Leo berdeham menyadarkan Hanna yang tengah melamun. Mengambil segelas teh yang baru saja Leo seduh, dengan pengertian diangsurkannya pada Hanna. Wanita itu menerimanya, lalu meminumnya hingga setengah.
"Terima kasih," kata Hanna saat Leo mengambil kembali bekas gelasnya.
Menarik kursi yang tersedia, Leo menyeretnya lebih dekat ke ranjang Hanna. Dengan tenang lelaki itu duduk tepat di hadapan Hanna yang mendadak kikuk. Rasanya Hanna ingin menghindar, jarak mereka sangat dekat, tapi dia tidak bisa karena ruang geraknya terbatas. Hanna mengalihkan pandangannya saat Leo menatap sangat dalam. Hanna tahu jika ini adalah sebuah kesalahan yang samar. Tidak semestinya Leo berada di dalam satu ruangan dengannya. Bagaimana jika Sultan tahu? Ah, untuk satu itu Hanna bahkan yakin Sultan tidak akan cemburu dengan dirinya.
"Katakan, bagaimana perasaanmu sekarang?" tanya Leo seperti mengintrogasi.
Menoleh sekilas, Hanna mengatur napasnya yang mulai berantakan. "A-ku tidak sedang baik, perasaanku selalu tidak enak sejak Mas Sultan pergi menemani Mba Arimbi berobat."
"Ya, aku tahu apa yang kamu pikirkan." Leo mendahului Hanna yang masih bingung dengan perasaan sendiri.
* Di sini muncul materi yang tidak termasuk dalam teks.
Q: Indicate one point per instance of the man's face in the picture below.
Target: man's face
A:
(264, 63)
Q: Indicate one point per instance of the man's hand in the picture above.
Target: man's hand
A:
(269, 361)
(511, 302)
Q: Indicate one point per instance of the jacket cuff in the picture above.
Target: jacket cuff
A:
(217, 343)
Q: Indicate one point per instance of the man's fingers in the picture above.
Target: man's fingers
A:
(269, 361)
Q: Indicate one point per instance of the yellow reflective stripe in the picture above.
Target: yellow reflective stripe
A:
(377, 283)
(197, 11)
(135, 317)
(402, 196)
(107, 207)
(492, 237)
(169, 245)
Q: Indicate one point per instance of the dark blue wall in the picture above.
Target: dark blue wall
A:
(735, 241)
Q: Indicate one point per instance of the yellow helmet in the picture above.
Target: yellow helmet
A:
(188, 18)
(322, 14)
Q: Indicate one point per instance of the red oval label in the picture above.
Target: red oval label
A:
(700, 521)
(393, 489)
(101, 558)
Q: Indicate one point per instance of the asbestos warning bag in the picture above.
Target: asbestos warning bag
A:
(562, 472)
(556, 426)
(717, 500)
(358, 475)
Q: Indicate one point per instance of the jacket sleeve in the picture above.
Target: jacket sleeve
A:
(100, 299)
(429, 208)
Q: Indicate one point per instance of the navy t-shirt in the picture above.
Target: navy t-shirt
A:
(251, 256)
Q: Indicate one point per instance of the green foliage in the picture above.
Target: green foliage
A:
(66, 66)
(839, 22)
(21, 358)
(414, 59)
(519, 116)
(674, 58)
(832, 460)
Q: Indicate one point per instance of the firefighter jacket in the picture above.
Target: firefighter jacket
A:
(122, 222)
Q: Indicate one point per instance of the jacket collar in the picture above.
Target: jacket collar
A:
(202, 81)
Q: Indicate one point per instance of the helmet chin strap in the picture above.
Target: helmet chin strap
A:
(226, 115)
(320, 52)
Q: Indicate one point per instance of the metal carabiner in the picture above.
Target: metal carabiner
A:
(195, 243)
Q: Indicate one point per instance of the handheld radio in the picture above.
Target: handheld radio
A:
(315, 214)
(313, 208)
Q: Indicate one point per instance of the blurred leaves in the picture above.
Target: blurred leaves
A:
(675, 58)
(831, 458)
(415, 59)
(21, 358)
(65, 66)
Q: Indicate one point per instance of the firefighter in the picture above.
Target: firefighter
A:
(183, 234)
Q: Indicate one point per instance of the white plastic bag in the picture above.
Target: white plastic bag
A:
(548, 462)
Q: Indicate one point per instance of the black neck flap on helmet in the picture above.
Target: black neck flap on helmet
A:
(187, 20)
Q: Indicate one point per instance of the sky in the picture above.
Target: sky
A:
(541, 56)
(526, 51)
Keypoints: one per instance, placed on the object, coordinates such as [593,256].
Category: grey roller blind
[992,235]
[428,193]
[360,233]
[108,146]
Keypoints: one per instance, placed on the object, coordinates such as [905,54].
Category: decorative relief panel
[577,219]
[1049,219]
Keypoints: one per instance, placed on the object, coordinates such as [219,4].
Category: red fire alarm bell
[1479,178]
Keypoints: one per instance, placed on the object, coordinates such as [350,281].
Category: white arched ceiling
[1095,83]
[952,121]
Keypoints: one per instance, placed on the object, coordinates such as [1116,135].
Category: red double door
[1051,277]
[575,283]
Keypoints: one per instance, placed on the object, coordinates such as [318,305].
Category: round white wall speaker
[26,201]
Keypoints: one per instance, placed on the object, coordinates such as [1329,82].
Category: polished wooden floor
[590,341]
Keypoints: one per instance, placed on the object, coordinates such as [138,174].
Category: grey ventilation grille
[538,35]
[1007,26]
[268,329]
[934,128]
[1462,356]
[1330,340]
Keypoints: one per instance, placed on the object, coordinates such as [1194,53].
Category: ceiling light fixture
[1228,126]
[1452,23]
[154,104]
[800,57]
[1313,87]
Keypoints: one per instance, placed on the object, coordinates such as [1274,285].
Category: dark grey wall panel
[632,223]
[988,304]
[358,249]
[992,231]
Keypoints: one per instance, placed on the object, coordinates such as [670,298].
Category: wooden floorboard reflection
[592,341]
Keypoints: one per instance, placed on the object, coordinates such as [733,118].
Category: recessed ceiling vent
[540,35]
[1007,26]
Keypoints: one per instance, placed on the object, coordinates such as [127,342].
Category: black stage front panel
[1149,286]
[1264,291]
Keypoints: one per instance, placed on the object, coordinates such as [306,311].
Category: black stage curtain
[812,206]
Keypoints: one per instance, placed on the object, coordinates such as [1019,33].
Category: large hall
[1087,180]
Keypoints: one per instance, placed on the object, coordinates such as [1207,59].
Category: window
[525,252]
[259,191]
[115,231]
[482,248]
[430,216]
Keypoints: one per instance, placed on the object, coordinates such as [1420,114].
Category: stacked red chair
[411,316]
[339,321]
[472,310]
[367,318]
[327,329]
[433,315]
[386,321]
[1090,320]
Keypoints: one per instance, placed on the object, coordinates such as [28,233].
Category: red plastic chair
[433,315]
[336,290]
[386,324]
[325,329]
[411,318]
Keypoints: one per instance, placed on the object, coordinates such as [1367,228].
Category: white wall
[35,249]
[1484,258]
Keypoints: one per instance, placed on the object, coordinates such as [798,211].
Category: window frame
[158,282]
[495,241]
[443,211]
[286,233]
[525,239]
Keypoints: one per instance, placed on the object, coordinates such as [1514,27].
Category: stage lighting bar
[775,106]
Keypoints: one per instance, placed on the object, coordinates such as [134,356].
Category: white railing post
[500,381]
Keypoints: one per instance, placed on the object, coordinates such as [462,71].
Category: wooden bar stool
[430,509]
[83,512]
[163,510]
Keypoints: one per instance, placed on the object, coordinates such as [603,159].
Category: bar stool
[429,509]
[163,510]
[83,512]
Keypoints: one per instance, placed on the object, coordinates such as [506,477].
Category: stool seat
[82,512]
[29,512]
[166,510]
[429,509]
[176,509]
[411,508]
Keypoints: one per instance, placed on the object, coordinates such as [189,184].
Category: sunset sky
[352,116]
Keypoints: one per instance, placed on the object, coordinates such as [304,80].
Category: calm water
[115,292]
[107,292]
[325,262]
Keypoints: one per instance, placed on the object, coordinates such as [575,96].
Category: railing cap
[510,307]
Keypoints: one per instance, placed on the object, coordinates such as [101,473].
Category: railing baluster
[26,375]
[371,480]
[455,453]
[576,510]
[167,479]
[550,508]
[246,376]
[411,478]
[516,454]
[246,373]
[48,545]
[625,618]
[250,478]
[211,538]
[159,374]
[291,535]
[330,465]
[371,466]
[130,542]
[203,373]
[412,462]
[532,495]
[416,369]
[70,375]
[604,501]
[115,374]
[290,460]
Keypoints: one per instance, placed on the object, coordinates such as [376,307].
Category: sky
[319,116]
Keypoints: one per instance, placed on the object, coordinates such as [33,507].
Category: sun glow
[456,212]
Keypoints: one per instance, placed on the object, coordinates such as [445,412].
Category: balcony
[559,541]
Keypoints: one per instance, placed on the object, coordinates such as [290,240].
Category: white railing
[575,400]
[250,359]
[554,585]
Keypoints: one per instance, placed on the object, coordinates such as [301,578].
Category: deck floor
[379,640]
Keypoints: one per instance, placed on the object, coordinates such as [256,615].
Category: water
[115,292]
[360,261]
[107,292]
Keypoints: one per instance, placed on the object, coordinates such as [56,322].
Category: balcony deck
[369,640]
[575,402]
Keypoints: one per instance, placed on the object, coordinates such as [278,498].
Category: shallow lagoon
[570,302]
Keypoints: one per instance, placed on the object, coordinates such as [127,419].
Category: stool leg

Wanita itu hanya menatap Leo tanpa bertanya apapun. Sejauh ini Hanna selalu merasa jika Leo begitu perhatian dan peduli padanya, bahkan lebih. Hanna tidak pernah tahu mengapa Leo melakukannya. Sejak awal Sultan mengenalkan keduanya tatapan Leo tampak lain, seakan memiliki arti.
"Leo, kenapa kamu begitu peduli padaku?" tanya Hanna, membalas tatapan Leo yang tidak sedikitpun bergerak.
Ditanya demikian Leo tersenyum. Perlahan diraihnya tangan Hanna yang masing terpasang selang infus, lantas berkata. "Sejak pertama kali melihatmu, entah kenapa aku kagum padamu. Sikap dan sifatmu yang sempurna membuatku sadar bahwa ternyata di zaman ini masih ada wanita yang tulus, dan itu kamu."
***
Kepulangan Hanna disambut hangat oleh Marlina, wanita itu sangat bahagia. Ransel kecil yang Hanna bawa Marlina ambil, dan mengangkutnya sampai ke dalam. Leo mengikutinya di belakang, membawa ransel berisi pakaian kotor yang dipakai selama di rumah sakit. Semenjak Leo menyatakan perasaannya Hanna menjadi serba canggung. Keduanya tidak berbicara sedikitpun sampai Marlina mempersilakan Leo duduk.
"Mau minum apa, Tuan?" tanyanya sopan, Marlina cukup mengenal baik Leo. Sebab Sultan sering mengajaknya ke rumah untuk segala urusan.
"Apa saja, Bu." Leo menjawab setelah melirik Hanna yang mengangguk.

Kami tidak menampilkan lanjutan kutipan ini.